Bu akşamki güzelliğini neye borçlu Asi... parlıyor gecede günün getirdikleriyle. Gündüz, örgülerle süslediği serbest topuzunu açmış eve gelince... dalga dalga saçları boyun çevresinde. Süzülürcesine oturuyor Demir’in yanında ona açtığı yere... sevdiğinin ona dönerek kucaklarcasına kollarını masa ve oturdukları bankın sırtına dayayarak oluşturduğu doğal halkanın içine.

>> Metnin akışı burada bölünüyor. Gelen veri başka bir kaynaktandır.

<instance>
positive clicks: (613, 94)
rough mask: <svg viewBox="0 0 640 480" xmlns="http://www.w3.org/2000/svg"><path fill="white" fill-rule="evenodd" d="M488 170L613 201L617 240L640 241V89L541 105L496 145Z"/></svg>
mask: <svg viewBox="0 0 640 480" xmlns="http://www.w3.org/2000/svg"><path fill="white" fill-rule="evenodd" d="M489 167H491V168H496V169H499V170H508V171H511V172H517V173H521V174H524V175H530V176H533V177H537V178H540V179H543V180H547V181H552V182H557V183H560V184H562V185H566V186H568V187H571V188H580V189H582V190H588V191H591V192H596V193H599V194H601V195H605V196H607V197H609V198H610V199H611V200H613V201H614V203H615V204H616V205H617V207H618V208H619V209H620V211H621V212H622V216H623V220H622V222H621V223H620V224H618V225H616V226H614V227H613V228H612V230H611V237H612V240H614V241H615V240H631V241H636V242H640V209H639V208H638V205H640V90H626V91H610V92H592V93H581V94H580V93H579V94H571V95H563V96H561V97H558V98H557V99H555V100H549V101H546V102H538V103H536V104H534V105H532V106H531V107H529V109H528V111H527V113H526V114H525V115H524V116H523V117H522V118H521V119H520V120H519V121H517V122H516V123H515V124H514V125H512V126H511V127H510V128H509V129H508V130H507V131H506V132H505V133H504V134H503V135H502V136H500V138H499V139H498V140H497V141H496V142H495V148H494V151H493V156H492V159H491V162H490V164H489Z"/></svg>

... Bu bedensel halkalanmalara sıkça rastlayacağım onların seyirlerinde... danslarındaki halkalar... oturuşlarındaki halkalar... öfkeyle, aşkla yada herhangi bir sebeple bir araya gelişlerindeki halkalar... sarmal bir hareketle çekecekler bir şekilde birbirlerini bu alanın içine. Her insanın kendi çevresinde oluşturduğu bir özel alan olduğunu dinliyorum geçenlerde... hatta elini bedeninden hafifçe açarak kendi etrafında bir halka çiziyor anlatan, ”İşte böyle” diye... Asi-Demir’in birbirlerinin bu özel alanına girdiğindeki tepkileri senkronize olmanın ötesinde... bir giz neredeyse. Bazen ‘Beden açısına hapsedilmiş’lik diyeceğim, ‘...temassız dokunuşların saklı olduğu bir dansa benzetip, saçma sapan şeyler söylemekle suçlayacağım kendimi, bazen de. Kiminde, ‘bedenlerinin bildik sınırları, önceden hissediyor yönelecekleri açıyı’ diyerek anlamaya çalışacak... ‘vücutlarının doğalca paylaştığı bir dönüşü... birbirine konumlanmalarını’ zaman zaman yazmazdan gelebilsem bile asla görmezden gelemeyeceğimden sızlanacağım size... Ya başlangıç noktası bile bulamadığım o danslar... ya o koza misali sarmalanmalar... ne demeli onlara? Bilemeyeceğim sanırım hiç bir zaman tam anlamıyla. Dinlediğim o konuşmadan sonra... ikisini görüyorum bu ‘özel alan’larında.. Fiziki yakınlıkların yerini tutmasının mümkün olmadığı ‘asi bir yakınlık’ bu... Aşkı bulan şanslı bir erkek Demir... hiç sığınağı olmamışken hayatta... doğalca onu içine alan o ‘asi alan’da karışışı bu aşkına. Birbirlerinin gizlerine sızdıkları sığınakları zaman içindeki o ‘yakın an’larmış aslında. Hep iyi hissedecek kendini Demir bu sığınakta... sabah uyanmasının bir anlamı kalmayacak Asi’nin o sığınakta tek başınaysa... Şeklen halkalayan Demir hep bu sığınağı ama... Asi bu sığınağın yerinden çıkacak gibi çarpan kalbi daima.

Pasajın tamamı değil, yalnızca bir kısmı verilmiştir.